L’Éthiopie organise ce lundi des élections législatives et régionales qui doivent décider du sort politique d’Abiy Ahmed, Premier ministre depuis 2018 et candidat à sa propre succession. Près de cinquante millions d’électeurs sont inscrits pour renouveler la Chambre des représentants des peuples ainsi que plusieurs assemblées régionales, dans un contexte marqué par la défection des principales forces d’opposition et la persistance de foyers de conflit sur le territoire national.
Le scrutin se présente sous des auspices contestés. Plusieurs partis influents ont refusé d’y prendre part, dénonçant des conditions d’organisation jugées défavorables et un espace politique verrouillé. À cela s’ajoutent des zones du pays où le vote ne se tiendra pas, faute de sécurité ou d’accord politique avec les autorités fédérales. Le résultat, attendu dans les prochaines semaines, devrait néanmoins conforter le Parti de la prospérité, formation créée par Abiy Ahmed en 2019 à partir des décombres de l’ancienne coalition au pouvoir.
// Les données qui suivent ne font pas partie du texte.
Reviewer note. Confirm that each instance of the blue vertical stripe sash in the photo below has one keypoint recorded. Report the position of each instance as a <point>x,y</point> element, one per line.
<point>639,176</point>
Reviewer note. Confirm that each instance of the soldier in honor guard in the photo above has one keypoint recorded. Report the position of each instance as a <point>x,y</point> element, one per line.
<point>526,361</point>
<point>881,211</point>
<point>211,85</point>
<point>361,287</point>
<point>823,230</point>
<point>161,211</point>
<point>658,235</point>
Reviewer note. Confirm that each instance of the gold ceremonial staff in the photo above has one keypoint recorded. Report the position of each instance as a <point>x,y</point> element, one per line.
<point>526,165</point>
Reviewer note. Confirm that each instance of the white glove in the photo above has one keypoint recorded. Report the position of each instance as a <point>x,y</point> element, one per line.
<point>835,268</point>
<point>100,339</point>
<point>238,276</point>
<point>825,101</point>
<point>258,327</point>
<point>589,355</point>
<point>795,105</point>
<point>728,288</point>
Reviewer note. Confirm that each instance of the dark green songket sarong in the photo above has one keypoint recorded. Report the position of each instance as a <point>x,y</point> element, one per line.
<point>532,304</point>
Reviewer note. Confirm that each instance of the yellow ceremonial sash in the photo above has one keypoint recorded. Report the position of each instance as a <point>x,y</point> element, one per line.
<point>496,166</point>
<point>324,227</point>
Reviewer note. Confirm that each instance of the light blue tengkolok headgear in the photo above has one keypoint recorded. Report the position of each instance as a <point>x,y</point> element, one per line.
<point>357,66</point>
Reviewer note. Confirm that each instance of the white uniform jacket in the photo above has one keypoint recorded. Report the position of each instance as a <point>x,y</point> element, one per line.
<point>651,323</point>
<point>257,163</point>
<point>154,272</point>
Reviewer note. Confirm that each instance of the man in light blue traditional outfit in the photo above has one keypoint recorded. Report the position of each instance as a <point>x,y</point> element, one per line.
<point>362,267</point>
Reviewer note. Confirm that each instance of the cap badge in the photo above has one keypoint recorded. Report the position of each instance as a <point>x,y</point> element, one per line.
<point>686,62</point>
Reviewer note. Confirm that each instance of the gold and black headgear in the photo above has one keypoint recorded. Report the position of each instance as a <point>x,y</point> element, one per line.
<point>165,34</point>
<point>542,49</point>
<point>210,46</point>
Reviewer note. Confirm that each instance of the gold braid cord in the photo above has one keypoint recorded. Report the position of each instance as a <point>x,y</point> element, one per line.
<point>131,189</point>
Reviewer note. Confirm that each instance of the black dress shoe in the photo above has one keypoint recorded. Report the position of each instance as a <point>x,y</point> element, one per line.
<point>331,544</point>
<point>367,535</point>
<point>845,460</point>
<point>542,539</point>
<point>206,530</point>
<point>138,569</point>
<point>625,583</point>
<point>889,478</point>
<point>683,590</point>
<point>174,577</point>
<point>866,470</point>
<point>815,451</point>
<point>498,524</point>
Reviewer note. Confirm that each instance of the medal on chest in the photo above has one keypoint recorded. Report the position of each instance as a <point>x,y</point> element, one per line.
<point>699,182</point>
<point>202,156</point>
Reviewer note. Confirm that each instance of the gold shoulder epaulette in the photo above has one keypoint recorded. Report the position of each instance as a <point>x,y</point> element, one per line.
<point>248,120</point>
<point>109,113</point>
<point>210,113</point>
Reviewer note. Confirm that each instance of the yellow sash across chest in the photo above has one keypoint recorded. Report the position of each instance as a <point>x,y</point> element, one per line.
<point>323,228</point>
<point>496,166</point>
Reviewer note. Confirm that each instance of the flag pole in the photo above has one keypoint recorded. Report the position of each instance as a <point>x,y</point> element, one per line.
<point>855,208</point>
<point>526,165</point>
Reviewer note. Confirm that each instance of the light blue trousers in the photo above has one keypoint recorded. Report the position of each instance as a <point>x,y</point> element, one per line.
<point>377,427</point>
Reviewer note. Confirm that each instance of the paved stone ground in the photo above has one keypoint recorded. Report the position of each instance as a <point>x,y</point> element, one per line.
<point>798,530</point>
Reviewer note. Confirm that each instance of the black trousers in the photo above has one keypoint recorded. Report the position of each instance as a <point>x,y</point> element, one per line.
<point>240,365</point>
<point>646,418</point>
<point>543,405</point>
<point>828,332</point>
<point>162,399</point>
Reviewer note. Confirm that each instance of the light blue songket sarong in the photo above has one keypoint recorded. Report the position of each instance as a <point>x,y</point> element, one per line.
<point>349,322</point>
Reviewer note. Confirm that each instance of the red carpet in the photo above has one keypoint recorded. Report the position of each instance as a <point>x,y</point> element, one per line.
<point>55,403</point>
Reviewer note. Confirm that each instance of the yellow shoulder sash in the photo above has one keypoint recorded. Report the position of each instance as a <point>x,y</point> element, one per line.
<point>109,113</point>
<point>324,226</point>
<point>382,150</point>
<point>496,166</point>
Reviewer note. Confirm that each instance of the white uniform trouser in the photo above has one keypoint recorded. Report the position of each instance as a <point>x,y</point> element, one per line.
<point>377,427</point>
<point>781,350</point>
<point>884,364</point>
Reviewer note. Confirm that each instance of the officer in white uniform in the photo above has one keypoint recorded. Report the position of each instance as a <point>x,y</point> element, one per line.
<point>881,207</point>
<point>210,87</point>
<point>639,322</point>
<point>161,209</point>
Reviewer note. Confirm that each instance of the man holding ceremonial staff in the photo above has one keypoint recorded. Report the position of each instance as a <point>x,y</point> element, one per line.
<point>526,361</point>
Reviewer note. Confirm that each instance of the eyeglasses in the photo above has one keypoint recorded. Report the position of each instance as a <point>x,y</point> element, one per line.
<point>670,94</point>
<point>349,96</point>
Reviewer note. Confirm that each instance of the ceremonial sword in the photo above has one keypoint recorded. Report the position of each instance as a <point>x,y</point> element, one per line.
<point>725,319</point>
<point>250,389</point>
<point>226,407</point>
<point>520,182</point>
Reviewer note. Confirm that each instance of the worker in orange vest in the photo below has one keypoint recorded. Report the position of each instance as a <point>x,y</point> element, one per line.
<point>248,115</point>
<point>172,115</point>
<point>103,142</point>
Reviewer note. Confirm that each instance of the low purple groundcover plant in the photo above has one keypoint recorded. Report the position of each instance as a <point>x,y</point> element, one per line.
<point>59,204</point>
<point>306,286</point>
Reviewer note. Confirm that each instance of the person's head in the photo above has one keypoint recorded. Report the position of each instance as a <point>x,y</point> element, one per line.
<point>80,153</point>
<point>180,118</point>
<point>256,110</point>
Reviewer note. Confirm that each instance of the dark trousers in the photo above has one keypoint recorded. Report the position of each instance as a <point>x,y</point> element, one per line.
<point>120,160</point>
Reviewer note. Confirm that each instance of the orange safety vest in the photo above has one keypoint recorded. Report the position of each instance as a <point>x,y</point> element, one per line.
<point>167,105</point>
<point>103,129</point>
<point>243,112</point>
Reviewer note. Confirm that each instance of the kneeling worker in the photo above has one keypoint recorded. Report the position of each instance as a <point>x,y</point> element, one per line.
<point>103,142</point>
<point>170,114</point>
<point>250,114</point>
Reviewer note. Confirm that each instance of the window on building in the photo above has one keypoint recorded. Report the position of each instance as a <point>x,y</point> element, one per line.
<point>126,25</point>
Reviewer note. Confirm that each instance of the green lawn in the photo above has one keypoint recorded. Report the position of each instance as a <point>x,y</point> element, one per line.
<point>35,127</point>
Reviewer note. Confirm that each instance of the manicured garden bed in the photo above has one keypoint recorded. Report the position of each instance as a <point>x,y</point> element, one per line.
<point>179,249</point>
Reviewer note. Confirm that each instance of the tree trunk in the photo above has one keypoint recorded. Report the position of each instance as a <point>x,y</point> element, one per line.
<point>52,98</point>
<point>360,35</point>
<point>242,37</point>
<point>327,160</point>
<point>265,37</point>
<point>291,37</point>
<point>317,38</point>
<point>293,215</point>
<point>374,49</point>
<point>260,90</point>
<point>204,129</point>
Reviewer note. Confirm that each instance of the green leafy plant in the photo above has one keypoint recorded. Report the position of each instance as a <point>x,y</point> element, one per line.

Un scrutin sous tension dans une Éthiopie fragmentée
Six ans après son arrivée surprise à la primature et un prix Nobel de la paix décerné en 2019, le dirigeant éthiopien s’est imposé comme une figure incontournable mais clivante de la Corne de l’Afrique. La guerre du Tigré, qui a ravagé le nord du pays entre 2020 et 2022, continue de peser sur sa trajectoire politique et diplomatique. Les affrontements dans la région Amhara, où sévissent les milices Fano, ainsi que la persistance d’une rébellion en Oromia, écornent l’image d’un pouvoir censé avoir refermé les principales fractures internes.
Dans ce paysage, l’opposition libérale et plusieurs formations ethno-régionales ont choisi de boycotter le scrutin ou d’en dénoncer le calendrier. Les partis tigréens, longtemps dominants à Addis-Abeba avant l’ascension d’Abiy Ahmed, n’apparaissent plus en position d’influer sur le résultat national. La Commission électorale nationale éthiopienne (NEBE) assure que les bureaux ont été déployés sur l’essentiel du territoire, mais reconnaît que des zones entières resteront privées de vote, repoussant la consultation à une date ultérieure.
Le pari d’Abiy Ahmed pour un nouveau mandat
Pour le Premier ministre, ces législatives représentent une étape déterminante avant l’échéance présidentielle indirecte qui suivra. En Éthiopie, le chef du gouvernement est désigné par la majorité parlementaire, ce qui confère au scrutin une portée institutionnelle décisive. Une large victoire du Parti de la prospérité conforterait l’agenda de réformes économiques engagé depuis plusieurs années, dont la libéralisation partielle du secteur des télécommunications, l’ouverture aux investisseurs étrangers et la flottaison du birr décidée en 2024 sous l’œil du Fonds monétaire international.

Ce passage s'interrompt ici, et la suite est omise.